This notion that atheists will get religion as soon as they sense death or the full turbulence of life is an old one. In the nineteenth century some atheists went so far as to arrange to have witnesses by their deathbeds to prove that they did not succumb to a last-minute conversion.
Before getting to Leon Wieseltier's intemperate, wrongheaded and fascinating review of Dennett's book in Sunday's New York Times, I want to finish with Adam Kirsch's somewhat more delicate skewering. For at some point he falls back on a version of the old foxhole argument:
"To believe or disbelieve is existentially the most important choice of all. It shapes one's whole understanding of human life and purpose, because it is a choice that each of us must make for him or herself. To impress on a man the urgency of that choice, Kierkegaard wrote, it would be useful to "get him seated on a horse and the horse made to take fright and gallop wildly ... this is what existence is like if one is to become consciously aware of it."
Much here perplexes me. First, how does Kierkegaard's view of existence relate to Woody Allen's revelation that "eighty percent of life is just showing up"?
Second, what does it mean to say that belief in God is an "existential choice"? Doesn't belief in God depend on only one factor: whether you think there really is a God? I know we're supposed to forget such calculations and perpetrate some kind of "leap of faith." A "leap" toward what? From what?
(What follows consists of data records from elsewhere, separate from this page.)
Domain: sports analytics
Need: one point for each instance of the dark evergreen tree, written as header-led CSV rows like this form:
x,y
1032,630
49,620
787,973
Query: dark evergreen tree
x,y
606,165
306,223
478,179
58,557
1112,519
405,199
Over what? Is there any place to stand on the other side? Do you have to keep leaping? A "leap" that allows you to kill your son? Faith in dreams? Faith in reason? Faith in superstition? Faith in faith? Faith in nothing? Faith as a kind of madness? Faith in God?
And, third, what sort of argument for religion is it to say people crawl toward it when life gets tough and they get scared? When he heard thunder, my late golden retriever would attempt to hide his head under a bed. This earned neither him nor the bed much respect in my eyes.
Mitchell Kahle prepared this second cartoon, also not dazzlingly clever, in response to that of the Honolulu Star-Bulletin.
Posted by Mitchell Stephens at February 20, 2006 11:33 AM
Comments
When athiests had people witness their deaths, why did they care?
Posted by: Noah SD at February 20, 2006 2:58 PM
See Leiter Reports' scathing attack on Wieseltier's review.
http://leiterreports.typepad.com/blog/2006/02/why_review_a_bo.html
Posted by: noahpopp at February 20, 2006 4:11 PM
My guess is they did not want others lying in their name to support something they stood against.
Posted by: Aesmael at February 20, 2006 9:44 PM
It's an image thing. No one respected the athiest idea because they had the stereotype that athiests were only athiest when there was nothing on the line, but once things got tough or they were about to die, they instantly become religious and start praying to God. This group was trying to prove that stereotype wrong.